Because one of the challenges is to win over future consumers with these new food products. One promising sign is that the general public already has a very real interest in fermented foods. In 2017, these foods were cited in the top 10 food trends by British magazine New Nutrition Business, demonstrating the growing appeal of these products. They are currently especially popular for the diversity of their flavours and, more recently, for their health benefits, as many of them are synonymous with low-processed food.

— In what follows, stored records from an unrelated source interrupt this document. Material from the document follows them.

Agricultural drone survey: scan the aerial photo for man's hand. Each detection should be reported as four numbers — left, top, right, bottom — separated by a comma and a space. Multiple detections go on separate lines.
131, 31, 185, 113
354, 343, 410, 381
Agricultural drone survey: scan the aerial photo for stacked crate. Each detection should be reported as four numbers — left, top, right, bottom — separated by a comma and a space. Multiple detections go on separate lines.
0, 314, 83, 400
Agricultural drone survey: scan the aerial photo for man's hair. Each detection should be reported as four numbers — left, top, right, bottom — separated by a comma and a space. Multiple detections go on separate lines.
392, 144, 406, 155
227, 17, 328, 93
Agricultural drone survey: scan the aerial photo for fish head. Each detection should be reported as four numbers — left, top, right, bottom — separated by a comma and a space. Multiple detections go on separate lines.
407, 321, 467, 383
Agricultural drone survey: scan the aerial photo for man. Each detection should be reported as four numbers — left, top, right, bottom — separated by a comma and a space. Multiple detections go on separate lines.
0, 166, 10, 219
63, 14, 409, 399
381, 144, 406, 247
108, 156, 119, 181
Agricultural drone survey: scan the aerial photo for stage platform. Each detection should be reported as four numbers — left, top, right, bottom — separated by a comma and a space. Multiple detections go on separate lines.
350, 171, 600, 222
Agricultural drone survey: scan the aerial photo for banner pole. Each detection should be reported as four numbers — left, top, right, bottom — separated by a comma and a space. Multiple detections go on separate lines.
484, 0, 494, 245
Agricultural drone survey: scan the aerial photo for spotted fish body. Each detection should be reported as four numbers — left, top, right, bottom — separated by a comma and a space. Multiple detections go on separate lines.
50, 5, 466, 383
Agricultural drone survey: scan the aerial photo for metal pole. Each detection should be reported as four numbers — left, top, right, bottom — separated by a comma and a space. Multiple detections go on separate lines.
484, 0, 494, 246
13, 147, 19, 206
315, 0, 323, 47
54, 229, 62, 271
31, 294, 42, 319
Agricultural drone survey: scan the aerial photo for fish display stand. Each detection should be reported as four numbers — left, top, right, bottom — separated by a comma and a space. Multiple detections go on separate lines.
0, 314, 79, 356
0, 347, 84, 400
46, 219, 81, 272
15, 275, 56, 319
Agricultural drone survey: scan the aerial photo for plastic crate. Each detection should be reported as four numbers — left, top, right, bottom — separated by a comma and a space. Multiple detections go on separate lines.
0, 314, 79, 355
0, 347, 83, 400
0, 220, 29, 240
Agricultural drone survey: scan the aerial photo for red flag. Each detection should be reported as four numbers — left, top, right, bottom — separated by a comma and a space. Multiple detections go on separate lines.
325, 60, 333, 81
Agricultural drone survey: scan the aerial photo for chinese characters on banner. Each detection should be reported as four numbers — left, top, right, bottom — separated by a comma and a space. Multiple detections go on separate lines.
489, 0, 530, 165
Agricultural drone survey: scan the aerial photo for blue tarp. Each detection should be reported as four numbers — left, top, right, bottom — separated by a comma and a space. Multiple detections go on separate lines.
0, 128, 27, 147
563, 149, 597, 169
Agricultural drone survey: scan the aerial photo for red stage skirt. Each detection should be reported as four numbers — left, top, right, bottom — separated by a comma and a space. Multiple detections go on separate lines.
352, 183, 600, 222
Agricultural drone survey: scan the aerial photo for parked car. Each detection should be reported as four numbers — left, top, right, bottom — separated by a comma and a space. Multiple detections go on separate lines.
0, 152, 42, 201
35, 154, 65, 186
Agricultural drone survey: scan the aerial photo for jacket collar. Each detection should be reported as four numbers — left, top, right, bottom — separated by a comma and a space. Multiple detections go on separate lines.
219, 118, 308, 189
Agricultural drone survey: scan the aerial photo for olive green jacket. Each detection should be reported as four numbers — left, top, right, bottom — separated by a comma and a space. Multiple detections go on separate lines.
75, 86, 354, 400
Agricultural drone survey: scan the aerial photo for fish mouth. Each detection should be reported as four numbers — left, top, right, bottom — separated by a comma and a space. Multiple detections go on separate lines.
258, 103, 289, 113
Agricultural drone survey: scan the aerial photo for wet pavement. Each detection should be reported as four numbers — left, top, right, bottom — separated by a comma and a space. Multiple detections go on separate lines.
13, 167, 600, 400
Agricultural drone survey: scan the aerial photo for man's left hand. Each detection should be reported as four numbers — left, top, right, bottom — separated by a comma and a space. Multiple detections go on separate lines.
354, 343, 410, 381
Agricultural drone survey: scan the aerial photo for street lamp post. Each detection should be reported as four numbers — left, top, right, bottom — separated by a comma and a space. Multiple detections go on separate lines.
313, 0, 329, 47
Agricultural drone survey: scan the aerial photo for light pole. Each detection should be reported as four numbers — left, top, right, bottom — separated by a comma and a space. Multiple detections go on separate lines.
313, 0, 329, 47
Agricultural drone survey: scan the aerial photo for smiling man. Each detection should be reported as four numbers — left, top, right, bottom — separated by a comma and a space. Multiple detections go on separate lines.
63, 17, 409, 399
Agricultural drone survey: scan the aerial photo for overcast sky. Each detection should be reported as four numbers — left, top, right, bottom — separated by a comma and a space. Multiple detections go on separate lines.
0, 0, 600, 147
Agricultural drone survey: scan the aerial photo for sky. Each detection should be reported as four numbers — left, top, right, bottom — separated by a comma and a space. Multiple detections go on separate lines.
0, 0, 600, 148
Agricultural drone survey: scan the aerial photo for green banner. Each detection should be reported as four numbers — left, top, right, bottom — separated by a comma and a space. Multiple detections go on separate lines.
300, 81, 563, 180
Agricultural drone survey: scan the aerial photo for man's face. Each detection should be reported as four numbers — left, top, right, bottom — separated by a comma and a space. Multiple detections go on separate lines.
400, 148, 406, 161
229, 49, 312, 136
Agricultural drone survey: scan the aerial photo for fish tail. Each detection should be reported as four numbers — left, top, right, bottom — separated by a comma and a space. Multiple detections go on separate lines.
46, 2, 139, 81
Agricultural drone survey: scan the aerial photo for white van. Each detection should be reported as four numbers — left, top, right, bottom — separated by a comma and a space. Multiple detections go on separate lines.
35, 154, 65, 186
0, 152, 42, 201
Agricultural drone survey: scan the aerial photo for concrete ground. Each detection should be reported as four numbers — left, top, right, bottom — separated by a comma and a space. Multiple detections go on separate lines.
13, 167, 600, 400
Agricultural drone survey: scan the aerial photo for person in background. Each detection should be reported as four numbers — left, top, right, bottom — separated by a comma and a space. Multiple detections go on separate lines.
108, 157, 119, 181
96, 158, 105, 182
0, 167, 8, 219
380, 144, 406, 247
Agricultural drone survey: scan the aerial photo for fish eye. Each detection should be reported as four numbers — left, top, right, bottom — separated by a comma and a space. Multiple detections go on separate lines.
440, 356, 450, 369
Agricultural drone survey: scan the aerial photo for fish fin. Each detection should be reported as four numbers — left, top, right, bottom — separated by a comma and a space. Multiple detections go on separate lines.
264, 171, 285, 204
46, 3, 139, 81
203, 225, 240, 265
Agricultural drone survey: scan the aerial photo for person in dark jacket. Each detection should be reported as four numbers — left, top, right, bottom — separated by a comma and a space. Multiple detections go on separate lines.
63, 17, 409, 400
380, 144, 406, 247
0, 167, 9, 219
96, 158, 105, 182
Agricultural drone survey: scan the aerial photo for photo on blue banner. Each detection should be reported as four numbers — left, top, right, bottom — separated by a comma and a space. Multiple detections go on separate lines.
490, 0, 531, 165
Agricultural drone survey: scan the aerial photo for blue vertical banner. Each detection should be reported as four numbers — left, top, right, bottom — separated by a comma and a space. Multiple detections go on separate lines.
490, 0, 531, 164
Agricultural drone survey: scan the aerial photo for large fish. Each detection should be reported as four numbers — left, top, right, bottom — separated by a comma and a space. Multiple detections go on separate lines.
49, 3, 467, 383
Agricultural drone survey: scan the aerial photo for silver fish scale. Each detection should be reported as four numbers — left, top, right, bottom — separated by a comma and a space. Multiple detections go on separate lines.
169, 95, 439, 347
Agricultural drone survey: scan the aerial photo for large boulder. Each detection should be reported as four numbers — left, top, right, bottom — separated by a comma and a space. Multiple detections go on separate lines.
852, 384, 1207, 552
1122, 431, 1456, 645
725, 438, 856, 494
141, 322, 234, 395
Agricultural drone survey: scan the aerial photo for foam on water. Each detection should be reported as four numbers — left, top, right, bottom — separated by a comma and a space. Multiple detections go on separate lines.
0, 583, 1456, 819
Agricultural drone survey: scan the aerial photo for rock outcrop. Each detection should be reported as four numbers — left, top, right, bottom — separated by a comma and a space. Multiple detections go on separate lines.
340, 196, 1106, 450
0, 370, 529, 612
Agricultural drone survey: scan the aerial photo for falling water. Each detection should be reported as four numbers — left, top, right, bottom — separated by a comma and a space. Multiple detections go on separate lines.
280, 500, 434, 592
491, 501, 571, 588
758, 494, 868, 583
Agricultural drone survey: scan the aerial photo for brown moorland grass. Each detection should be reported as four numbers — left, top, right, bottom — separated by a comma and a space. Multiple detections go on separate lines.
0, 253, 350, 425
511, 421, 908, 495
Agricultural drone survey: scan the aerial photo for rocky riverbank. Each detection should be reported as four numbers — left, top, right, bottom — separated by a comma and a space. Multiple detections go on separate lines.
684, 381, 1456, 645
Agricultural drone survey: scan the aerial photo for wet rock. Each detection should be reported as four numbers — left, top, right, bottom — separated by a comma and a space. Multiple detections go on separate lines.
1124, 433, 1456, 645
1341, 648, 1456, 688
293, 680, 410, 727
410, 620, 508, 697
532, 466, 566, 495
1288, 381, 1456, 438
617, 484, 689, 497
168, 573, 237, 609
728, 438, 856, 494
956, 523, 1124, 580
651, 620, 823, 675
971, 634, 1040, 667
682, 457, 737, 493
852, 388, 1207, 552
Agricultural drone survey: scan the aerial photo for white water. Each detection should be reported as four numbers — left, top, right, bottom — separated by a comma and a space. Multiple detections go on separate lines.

This relationship between consumers and fermented products is the subject of a study led by Anne Saint-Eve and her team at the Sayfood laboratory. "I carry out sensory analysis. I try to understand how a food is perceived by consumers and to make the link with its composition," the researcher explains. To this end, Anne Saint-Eve and her team evaluate products on two panels of participants, the first trained to taste and describe the products studied with a common, consensual vocabulary, and a second, untrained panel, to assess how context influences the experience. The researchers then make a link to the composition of the products, to gauge how to meet consumer expectations, while respecting the constraints of the various players involved in the design process. 

In particular, the researcher applied this method to the study of a fermented cheese-like product made from a mixture of peas and animal milk, the idea being to make a transition to healthier, more sustainable foods without sacrificing on taste. Variations of this fermented product, which contain a rising proportion of peas compared with animal milk, were proposed to a panel of 240 people. "Half were informed in advance about the nutritional benefits of the product, while the other half were informed about its environmental benefits," explains Anne Saint-Eve.

In both cases, the products containing more than 75% plant-based ingredients were not well received at all. The participants liked the products with less than 75% plant milk more once their nutritional or environmental benefits were revealed. "It's clear that the first factor in whether someone likes a food product is its taste, followed by the potential health benefits, and then the environmental impact," concludes the researcher. This last point is also the focus of the study of the SayFood laboratory team, which is measuring the environmental impact of pea cheeses using life cycle analyses. "The idea is to link the environmental impact of the product, the ability of micro-organisms to adapt to these new matrices, and consumer perceptions." In this way, we hope to create new products that are beneficial to health, environmentally-friendly and, above all, liked by consumers.

Fermented foods have been part of human diets for thousands of years, but today they offer a real solution to the challenges of healthy, sustainable human nutrition. With their production and storage methods that have a low environmental impact, better digestibility and direct or indirect health benefits via the microbiota, these products are increasingly sought-after by consumers. So, will they be filling up the plates of the future?

References :

• Irlinger et al., A comprehensive, large-scale analysis of “terroir” cheese and milk microbiota reveals profiles strongly shaped by both geographical and human factors, ISME Communications, 2024.
• Veiga et al. Changes of the human gut microbiome induced by a fermented milk product, Sci Rep, 2014. 
• Saint-Eve et al., Consumer preferences for new fermented food products that mix animal and plant protein sources, Food Quality and Preference, 2021.
• Zhang et al., Ecological robustness of the gut microbiota in response to ingestion of transient food-borne microbes, The ISME Journal, 2016.